这么想着,他轻挑了一下眉,拿着酒单坐在椅子上点着。
庆祝嘛,肯定得喝点高度数的酒,不然怎么把人灌醉……喝得高兴?
凌洲抬手点了瓶度数最高的“最高度”。
这名字,真直白。
一瓶怎么够呢?肯定得多点点,不然都没有那个氛围了。
于是,凌洲刷刷几笔勾了一串下来,什么“红蓝心灵”“深水蝴蝶”“竹香木音”,虽然一个也没看懂到底是什么酒,但这丝毫不影响他全部勾上。

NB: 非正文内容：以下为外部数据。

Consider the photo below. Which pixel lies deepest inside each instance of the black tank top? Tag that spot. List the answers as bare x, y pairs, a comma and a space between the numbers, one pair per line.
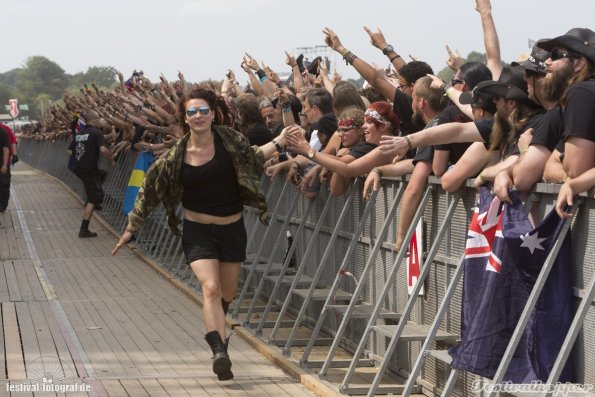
212, 188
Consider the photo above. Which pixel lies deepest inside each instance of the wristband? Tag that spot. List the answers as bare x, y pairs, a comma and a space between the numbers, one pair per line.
409, 145
391, 59
277, 145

基本上把酒单上的都点了一遍后,凌洲心满意足地刷了光脑码。
亚雌接过酒单走了出去。
凌洲点开通讯,告诉萨岱霍斯今晚他会晚点再回去。
半晌,凌洲淡定地第一百八十次看了眼光脑,还没回,估计是在忙吧。
凌洲呷了口桌上的蜂蜜水,抬手看了看时间,六点五十五。
啧,来早了。
他面无表情地站了起来,走到门口去等着,免得某只爱情虫找不到位置。
凌洲懒懒地靠在门框上,眼睛随意地到处扫着。
嗯?
他眼神一顿,立刻站直身体,眯着眼睛直直朝着三楼望去——
一道身影很快就消失在了三楼拐角处。
怎么那么像……伯恩?
凌洲盯着空荡荡的三楼拐角,他不在宫里处理事务,来这干什么?下班放松还是……
“嗒。”
一道短促的响指在耳边弹起。
凌洲吓了一跳,思路瞬间断了线,他蓦地转身看去——
只见亚维裹着毛呢大衣一脸坏笑地看着他。
凌洲面无表情道:“你干嘛?”
亚维一脸得逞的笑:“哎呀,吓得二殿下了,真是不好意思呢。”
凌洲冷笑:“呵,是吗,阁下来得真早啊。”
亚维一脸惊讶:“啊,是吗?”他抬手看了眼时间,“七点过两分还早啊?”
凌洲翻了个快到后脑勺的白眼,转身走了进去:“您还真有自知之明啊。”
亚维笑眯眯地跟上去,顺手关上了门:“那是。”
两人刚一坐下,桌子很快就旋转开来,满满一桌子的酒自下升了上来,红的、蓝的、彩的,各式各样的酒装在透明的玻璃杯里,灯光一照,色彩斑斓,煞是好看。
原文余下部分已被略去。